Birra ou dificuldade de autorregulação?
07/2025
Entenda o que está por trás do comportamento do seu filho
Muitos pais já passaram por situações em que seus filhos pequenos fazem o que chamamos popularmente de “birra”. Choro alto, frustração, resistência às regras, gritos ou até agressividade leve. Comportamentos que, à primeira vista, podem parecer desobediência, mas, na verdade, muitas vezes são sinais de que a criança está enfrentando dificuldades para lidar com o que sente.

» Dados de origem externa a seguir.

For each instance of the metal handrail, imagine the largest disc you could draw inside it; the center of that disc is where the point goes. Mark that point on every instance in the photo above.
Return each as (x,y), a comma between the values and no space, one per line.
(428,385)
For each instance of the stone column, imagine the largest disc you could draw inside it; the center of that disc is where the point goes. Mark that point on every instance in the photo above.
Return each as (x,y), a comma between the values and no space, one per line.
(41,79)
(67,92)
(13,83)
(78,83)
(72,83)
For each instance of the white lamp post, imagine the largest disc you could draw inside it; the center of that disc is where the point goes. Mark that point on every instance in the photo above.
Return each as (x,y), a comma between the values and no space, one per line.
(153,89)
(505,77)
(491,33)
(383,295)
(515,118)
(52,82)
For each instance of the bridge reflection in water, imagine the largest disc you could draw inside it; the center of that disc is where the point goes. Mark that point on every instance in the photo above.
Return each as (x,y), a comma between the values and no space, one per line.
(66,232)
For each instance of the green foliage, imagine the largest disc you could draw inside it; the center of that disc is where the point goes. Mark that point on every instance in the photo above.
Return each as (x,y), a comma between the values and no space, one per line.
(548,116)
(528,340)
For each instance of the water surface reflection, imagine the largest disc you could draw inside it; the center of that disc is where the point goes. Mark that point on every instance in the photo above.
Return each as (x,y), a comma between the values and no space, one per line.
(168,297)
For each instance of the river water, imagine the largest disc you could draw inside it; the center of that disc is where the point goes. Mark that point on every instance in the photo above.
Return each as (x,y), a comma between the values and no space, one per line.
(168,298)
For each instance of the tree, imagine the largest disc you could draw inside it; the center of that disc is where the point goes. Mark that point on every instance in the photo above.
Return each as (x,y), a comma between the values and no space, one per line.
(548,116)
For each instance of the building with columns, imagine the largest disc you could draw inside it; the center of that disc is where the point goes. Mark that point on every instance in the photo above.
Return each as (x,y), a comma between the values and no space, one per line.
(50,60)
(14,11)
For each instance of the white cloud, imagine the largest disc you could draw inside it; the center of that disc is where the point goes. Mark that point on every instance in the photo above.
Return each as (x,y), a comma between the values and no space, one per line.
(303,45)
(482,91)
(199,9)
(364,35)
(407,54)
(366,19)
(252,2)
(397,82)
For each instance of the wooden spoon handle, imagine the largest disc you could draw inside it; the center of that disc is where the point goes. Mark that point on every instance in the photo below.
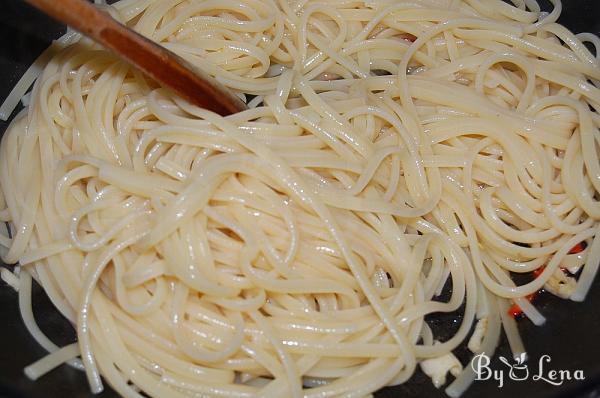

Esse processo está diretamente ligado a uma habilidade fundamental para o desenvolvimento emocional: a autorregulação.
A autorregulação é a capacidade de controlar emoções, comportamentos e impulsos, além de ajustar ações diante de diferentes situações. Essa habilidade começa a se desenvolver ainda na primeira infância, mas depende da maturação de uma região do cérebro chamada córtex pré-frontal, que só atinge sua plena funcionalidade por volta dos 25 anos (Diamond, 2013). Isso significa que, sim, crianças pequenas ainda estão aprendendo a se acalmar, esperar a sua vez, lidar com frustrações e usar a linguagem para expressar o que sentem.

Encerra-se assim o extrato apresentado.